British Contributions to Medical Research and Education in Africa after the Second World War

British Contributions to Medical Research and Education in Africa after the Second World War

Differences in health services, research and medical education between British East and West Africa over the period to 1980, including the effects of the transition to independent states, were discussed by witnesses with an extraordinary wealth of diverse talent and experience, directed by the chairman, Professor David Bradley. The increased postwar influence of the Medical Research Council in the tropics was described, aided by a seat on the Colonial Medical Research Committee and its successor body, the MRC-based Tropical Medicine Research Board. Research outcomes of programmes in non-infectious diseases and nutrition, along with the great vector-borne diseases, including sleeping sickness and malaria, and helminth eradication spread through the tropics and also influenced treatment in the UK. The importance of Africa for the postwar development of drug treatments for tropical diseases was underlined.
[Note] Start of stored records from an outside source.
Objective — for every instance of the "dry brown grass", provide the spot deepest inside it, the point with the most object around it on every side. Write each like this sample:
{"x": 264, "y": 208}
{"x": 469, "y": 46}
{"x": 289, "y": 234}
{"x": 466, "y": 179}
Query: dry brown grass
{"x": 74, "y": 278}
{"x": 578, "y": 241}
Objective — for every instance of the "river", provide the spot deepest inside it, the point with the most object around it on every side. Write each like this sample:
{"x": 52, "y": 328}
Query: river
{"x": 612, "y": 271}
Witnesses include: Dr Murray Baker, Sir Christopher Booth, Dr Christopher Draper, Professor Alan Fleming, Professor Herbert Gilles, Dr Len Goodwin, Professor Ralph Hendrickse, Dr Tom Hopwood, the late Professor Michael Hutt, Professor Sir Ian McGregor, Professor George Nelson, Professor Eldryd Parry, Professor Gerry Shaper, Professor John Waterlow, and Dr Roger Whitehead. Introduction by Dr Maureen Malowany, viii, 93pp, 2 charts, 4 illustrations, 1 map, subject and name index.

Reynolds L A, Tansey E M. (eds) (2001)
Wellcome Witnesses to Twentieth Century Medicine, vol. 10, London: The Wellcome Trust Centre for the History of Medicine at UCL.